The humble, then, will be raised into the friendship of God, and the proud will not. Nor can they come near him in any other way. He is too high above us for us to come near him except on his own terms. You cannot get near Almighty God by making the most of your natural powers, any more than you can get near the stars by going on the roof of your house. Some people in old times thought to scale the heavens by building a high tower; but God confounded their pride, and the tower of Babel is a byword for human folly and presumption to this day.
Let us, then, my dear brethren, not follow their example. Let us seek truly to be exalted, but in the way that he has appointed, in the way that his saints have chosen, and especially the way of Our Blessed Lady, the nearest to him and the humblest of all.

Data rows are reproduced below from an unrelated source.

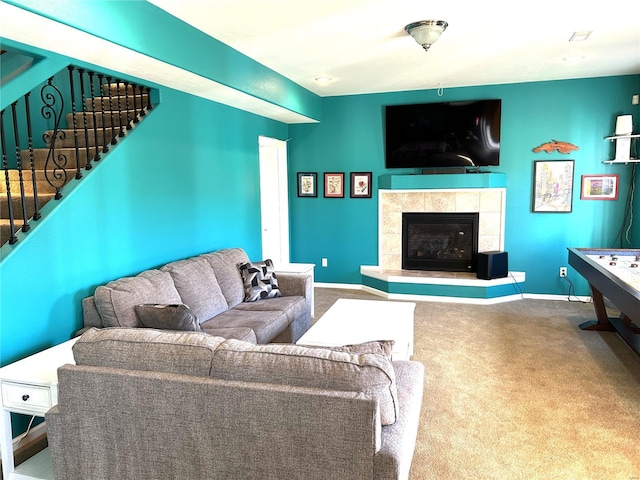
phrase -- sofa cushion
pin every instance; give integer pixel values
(238, 333)
(310, 367)
(378, 347)
(116, 300)
(293, 307)
(168, 317)
(266, 325)
(260, 281)
(147, 349)
(225, 264)
(198, 287)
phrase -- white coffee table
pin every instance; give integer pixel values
(351, 321)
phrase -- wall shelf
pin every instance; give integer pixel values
(623, 148)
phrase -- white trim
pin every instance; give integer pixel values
(343, 286)
(53, 36)
(435, 298)
(565, 298)
(464, 279)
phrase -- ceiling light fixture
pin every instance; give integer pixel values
(580, 36)
(426, 32)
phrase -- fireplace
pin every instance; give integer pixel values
(440, 241)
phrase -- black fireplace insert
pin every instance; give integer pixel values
(440, 241)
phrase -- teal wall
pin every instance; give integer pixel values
(351, 138)
(184, 182)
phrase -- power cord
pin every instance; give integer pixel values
(515, 282)
(572, 292)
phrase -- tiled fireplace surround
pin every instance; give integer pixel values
(488, 202)
(447, 193)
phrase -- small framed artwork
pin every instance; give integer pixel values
(307, 184)
(599, 187)
(360, 184)
(553, 186)
(334, 184)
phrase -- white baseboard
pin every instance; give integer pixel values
(426, 298)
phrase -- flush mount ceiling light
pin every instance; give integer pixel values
(580, 36)
(426, 32)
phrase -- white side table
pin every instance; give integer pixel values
(30, 386)
(298, 269)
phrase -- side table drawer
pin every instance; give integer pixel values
(25, 397)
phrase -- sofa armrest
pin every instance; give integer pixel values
(295, 285)
(90, 315)
(394, 458)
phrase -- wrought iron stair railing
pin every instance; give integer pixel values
(98, 111)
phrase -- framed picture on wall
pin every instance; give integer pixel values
(553, 186)
(360, 184)
(307, 184)
(599, 187)
(334, 184)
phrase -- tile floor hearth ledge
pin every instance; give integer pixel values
(454, 287)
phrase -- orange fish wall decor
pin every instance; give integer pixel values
(553, 145)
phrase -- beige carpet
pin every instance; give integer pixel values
(518, 391)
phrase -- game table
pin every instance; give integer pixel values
(614, 274)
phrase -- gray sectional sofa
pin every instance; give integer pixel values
(214, 289)
(146, 404)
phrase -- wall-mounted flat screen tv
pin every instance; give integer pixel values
(444, 134)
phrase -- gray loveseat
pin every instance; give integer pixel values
(145, 404)
(212, 287)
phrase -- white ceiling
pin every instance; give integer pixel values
(362, 44)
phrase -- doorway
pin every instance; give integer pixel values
(274, 199)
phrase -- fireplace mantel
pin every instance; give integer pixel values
(442, 181)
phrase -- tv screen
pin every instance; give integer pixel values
(445, 134)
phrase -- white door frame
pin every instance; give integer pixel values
(274, 199)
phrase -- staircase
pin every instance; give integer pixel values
(70, 152)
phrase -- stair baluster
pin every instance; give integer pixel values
(75, 124)
(120, 121)
(32, 165)
(96, 156)
(16, 136)
(114, 140)
(5, 166)
(85, 126)
(54, 167)
(135, 103)
(53, 163)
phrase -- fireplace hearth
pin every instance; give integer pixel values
(440, 241)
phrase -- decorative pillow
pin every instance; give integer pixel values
(168, 317)
(260, 281)
(315, 367)
(379, 347)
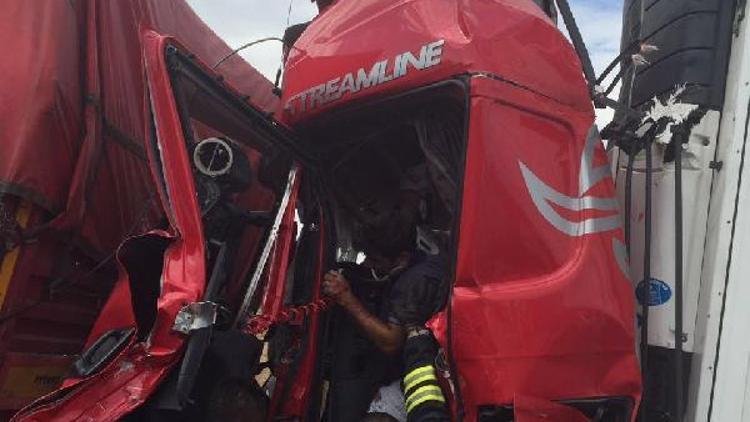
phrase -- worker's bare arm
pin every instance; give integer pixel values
(387, 337)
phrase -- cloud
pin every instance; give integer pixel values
(600, 22)
(241, 21)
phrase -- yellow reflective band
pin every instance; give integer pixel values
(417, 381)
(8, 265)
(418, 372)
(431, 392)
(425, 397)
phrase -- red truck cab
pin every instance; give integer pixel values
(489, 97)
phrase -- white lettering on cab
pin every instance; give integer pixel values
(363, 78)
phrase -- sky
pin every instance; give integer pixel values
(241, 21)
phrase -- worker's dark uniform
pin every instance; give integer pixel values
(425, 401)
(360, 369)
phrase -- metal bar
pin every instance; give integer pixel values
(265, 254)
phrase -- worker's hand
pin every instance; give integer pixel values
(336, 286)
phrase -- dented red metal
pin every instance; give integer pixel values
(540, 305)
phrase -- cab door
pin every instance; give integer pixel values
(228, 178)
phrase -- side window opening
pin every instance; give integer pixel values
(411, 155)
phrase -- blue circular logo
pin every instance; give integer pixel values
(659, 292)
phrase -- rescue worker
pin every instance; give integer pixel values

And, in fact, if we really wish for this true exaltation it must needs be in this way; for if we really wish to be near God it must be for the love of him; and if we love him we must often think of him; and if we often think of him we must be humble; for how can the creature be proud who often thinks of the Creator of heaven and earth?
Sermon CVIII.
Every one that exalteth himself shall be humbled;
and he that humbleth himself shall be exalted.
—St. Luke xviii. 14.
It is a blessed and a happy moment, a sort of turning-point in life, my brethren, for any one of us when he wakes up to the conviction that he is nothing extraordinary after all. That is, if there is such a moment; for sometimes this conviction dawns on one gradually.
Almost every one begins life with the other idea. Not that he has it himself at the start, but his friends have it for him. Almost every baby is considered, as you know, to be the finest and most beautiful one that ever was seen. Perhaps he does not quite come up afterward to the expectations of his fond parents; but at least he is remarkable in some way. He is a very clever boy, or a very good boy, or, at any rate, he could be if he wanted to; he has got it in him; he is much finer in some respects, perhaps in a great many, than the common run. He is going to turn out a great man; he is much more likely to be President of the United States than any other boy of his age.
And by the time he has got to man's estate he has a good deal of the same opinion himself. He does not like to have it even hinted that he is at all below par in anything; or if it is plain, even to himself, that he is, then it is a thing of no consequence, or he could excel in it if he chose to. The sorest points are of course those in which his choosing would make no difference. The less said about these the better.